David Blunkett has accused Estelle Morris, the former Birmingham MP who quit the Cabinet admitting she wasn't up to the job, of setting back the cause of women in politics.

The former Home Secretary, who himself resigned twice from Tony Blair's Government, makes the claim in his tell-all diaries which have enraged colleagues.

Baroness Morris quit as Education Secretary in October 2002, when she was MP for Yardley in Birmingham, after 14 months in the post.

It followed a series of controversies including a dispute over A-level grades which led to thousands of papers being re-marked and delays in vetting teachers.

In his diaries, Mr Blunkett described Lady Morris's decision to resign as "suicide".

He wrote: "With decent advisers and a decent press office all of it could have been handled perfectly well.

"The worst thing was that she just declared herself as not being up to the job."

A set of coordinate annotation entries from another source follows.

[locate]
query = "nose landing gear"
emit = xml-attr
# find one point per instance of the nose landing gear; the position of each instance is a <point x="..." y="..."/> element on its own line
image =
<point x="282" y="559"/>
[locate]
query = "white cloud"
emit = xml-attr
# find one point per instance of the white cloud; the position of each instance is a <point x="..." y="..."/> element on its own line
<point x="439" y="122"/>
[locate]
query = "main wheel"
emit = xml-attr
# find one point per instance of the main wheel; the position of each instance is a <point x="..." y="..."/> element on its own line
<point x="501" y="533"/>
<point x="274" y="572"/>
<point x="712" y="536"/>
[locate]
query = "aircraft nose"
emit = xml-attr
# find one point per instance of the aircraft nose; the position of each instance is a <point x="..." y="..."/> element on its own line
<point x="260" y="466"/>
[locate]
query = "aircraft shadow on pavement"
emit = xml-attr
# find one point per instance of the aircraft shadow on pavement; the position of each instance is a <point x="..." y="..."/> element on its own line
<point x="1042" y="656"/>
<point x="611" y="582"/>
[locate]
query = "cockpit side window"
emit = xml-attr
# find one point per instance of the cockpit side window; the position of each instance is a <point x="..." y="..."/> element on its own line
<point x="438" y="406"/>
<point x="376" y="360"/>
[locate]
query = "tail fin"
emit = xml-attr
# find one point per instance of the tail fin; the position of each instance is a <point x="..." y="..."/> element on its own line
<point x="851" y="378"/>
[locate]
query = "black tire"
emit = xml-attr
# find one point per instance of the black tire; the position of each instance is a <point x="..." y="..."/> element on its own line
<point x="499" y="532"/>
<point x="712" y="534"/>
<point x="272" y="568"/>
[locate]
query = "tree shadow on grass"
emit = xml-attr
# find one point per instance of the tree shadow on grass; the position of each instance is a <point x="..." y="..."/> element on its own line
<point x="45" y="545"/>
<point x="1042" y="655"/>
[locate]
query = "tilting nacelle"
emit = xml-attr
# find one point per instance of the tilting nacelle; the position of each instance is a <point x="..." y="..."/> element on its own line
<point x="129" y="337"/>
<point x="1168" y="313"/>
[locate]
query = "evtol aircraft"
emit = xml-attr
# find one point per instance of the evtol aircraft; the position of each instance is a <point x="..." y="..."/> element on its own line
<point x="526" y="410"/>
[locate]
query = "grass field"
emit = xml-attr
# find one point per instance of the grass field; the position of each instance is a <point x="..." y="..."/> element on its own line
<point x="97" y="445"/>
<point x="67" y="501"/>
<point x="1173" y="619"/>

He added: "But sadly Estelle has done it, and has become the heroine of the moment - the honest politician, the person who says 'I'm not up to it', the person who says 'I liked my previous job but I don't have the strategic approach to manage this Department'.

"I fear that Estelle's resignation has done damage to the cause of women being promoted."

Mr Blunkett, who also served as Education and Works and Pensions Secretary, described the resignation as "extraordinary".

The book, which is expected to earn Mr Blunkett around £400,000, included claims that Tony Blair kept details of his heart condition secret and once threatened to sack Gordon Brown if he didn't publicly support the Iraq war.